Academic journal article Renascence: Essays on Values in Literature

"His Trees Stood Rising above Him": Philosophical Thomism in Flannery O'connor

Article excerpt

What is first precipitated in the mind's conception is being. A thing is knowable because existence is pointed to. Therefore being is the proper object of mind.  --Thomas Aquinas, ST, la, q. 5, a. 2  Human Reason lost its grasp of Being.  --Jacques Maritain on the Cartesian Revolution in Philosophy  I feel I can personally guarantee that St. Thomas loved God because for the life of me I cannot help loving St. Thomas.  --Flannery O'Connor in a letter to "A," 9 August 1955 

DESPITE its intrinsic importance, Flannery O'Connor's Thomism is not a topic that receives much attention. (1) Nor is its existence much taken for granted or subsumed in the many exegetical discussions of her fiction. On what would seem to be an important, indeed central, topic, a remarkable silence obtains. There are at least four reasons why this should be so. First, literary studies and advanced literary training do not include Thomism in the curriculum. And while there is a sense in which literary criticism is of necessity implicitly Thomist (it begins with the senses, i.e., the text), literary theory is implicitly Cartesian (beginning not with the text but with ideas) and therefore not pre-disposed to cultivate so foreign, not to say retrograde, a field. Moreover, those whose training has been only in theory are often handicapped by a tendentious and skewed view of the history of philosophy. Second, O'Connor's Thomism is so pervasive, so deftly assimilated into the action and idiom of her work, as to be nearly invisible to many of her readers. Third, and following from the first two, there thus seems little incentive to pursue her myriad references to, and habitual praise of, Aquinas. The stories seem complete, or complete enough, without them. And fourth, many of her readers simply identify, and dismiss, Thomism as Catholicism, a category mistake. Ars longa, vita brevis. And yet, she was insistent, and she was a person who knew her own mind.

If we did happen to be looking for the Thomism in O'Connor's work, what is it we would be seeing? Consider a passage like the following. It is tucked into Chapter Nine of The Violent Bear It Away and it is what we could call an ordinary example of O'Connor Thomism:

Once out of sight of the boy, he felt a pressure had been lifted from the atmosphere. He eliminated the oppressive presence from his thoughts and retained only those aspects of it that could be abstracted, clean, into the future person he envisioned.  (Collected Works 441) 

The he is Rayber, the boy is Tarwater, and the time is five days after Tarwater's arrival at Rayber's door with the announcement that Old Tarwater, their relative, is dead.

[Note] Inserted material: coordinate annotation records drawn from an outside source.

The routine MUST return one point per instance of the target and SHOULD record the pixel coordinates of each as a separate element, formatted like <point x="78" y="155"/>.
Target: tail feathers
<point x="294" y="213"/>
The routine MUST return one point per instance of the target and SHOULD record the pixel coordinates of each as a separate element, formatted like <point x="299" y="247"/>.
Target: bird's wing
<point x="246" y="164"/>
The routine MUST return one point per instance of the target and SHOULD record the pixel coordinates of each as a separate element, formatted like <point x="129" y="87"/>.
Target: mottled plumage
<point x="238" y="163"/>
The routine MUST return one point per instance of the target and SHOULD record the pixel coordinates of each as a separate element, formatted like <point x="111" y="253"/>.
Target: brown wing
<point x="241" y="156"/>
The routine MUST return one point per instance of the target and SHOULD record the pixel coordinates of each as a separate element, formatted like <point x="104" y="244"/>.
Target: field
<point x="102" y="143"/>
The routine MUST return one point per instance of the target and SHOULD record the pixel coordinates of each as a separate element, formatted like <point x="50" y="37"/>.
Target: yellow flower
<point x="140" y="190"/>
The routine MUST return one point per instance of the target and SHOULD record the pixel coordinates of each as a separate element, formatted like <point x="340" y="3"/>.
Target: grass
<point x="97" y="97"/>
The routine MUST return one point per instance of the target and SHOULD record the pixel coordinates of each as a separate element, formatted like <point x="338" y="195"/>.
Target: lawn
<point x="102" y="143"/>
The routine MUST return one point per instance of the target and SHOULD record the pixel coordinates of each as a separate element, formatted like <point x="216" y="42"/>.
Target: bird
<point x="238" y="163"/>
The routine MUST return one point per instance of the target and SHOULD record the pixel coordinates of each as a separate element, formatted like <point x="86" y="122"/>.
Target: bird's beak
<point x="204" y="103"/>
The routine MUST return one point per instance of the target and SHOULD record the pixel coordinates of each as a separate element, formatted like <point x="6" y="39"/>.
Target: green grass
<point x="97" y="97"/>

He, Tarwater, "had done the needful" and burnt the old man's house and body, defying the old man's charge to give him a Christian burial. Rayber's initial response had been something like elation. Here was a boy he could now raise "according to his own ideas," in contrast to his own son, Bishop, who is mentally deficient and therefore "useless." But Tarwater stubbornly refuses Rayber's overtures, insisting that he will not become "a piece of information in [Rayber's] head." It is this refusal to be co-opted that is the source of the pressure. Notice how O'Connor gives it a certain tactile force in the awkward phrasing "oppressive presence," so manifestly in tension with "his thoughts," thoughts specified as "abstracted." Once he has reached that level of abstraction, freed from the weight of actuality, Rayber can see the future boy he envisions. Both the diction and the mental action indicate that these sentences stand as a critique, from a Thomist perspective, of Rayber's Cartesian epistemology. Since he subordinates being to thinking, and metaphysics to epistemology, what thinking he has in mind is only itself, not its putative, actual, object. (2) This is the way Rayber's mind works, and that working is the focus of O'Connor's Thomistic critique.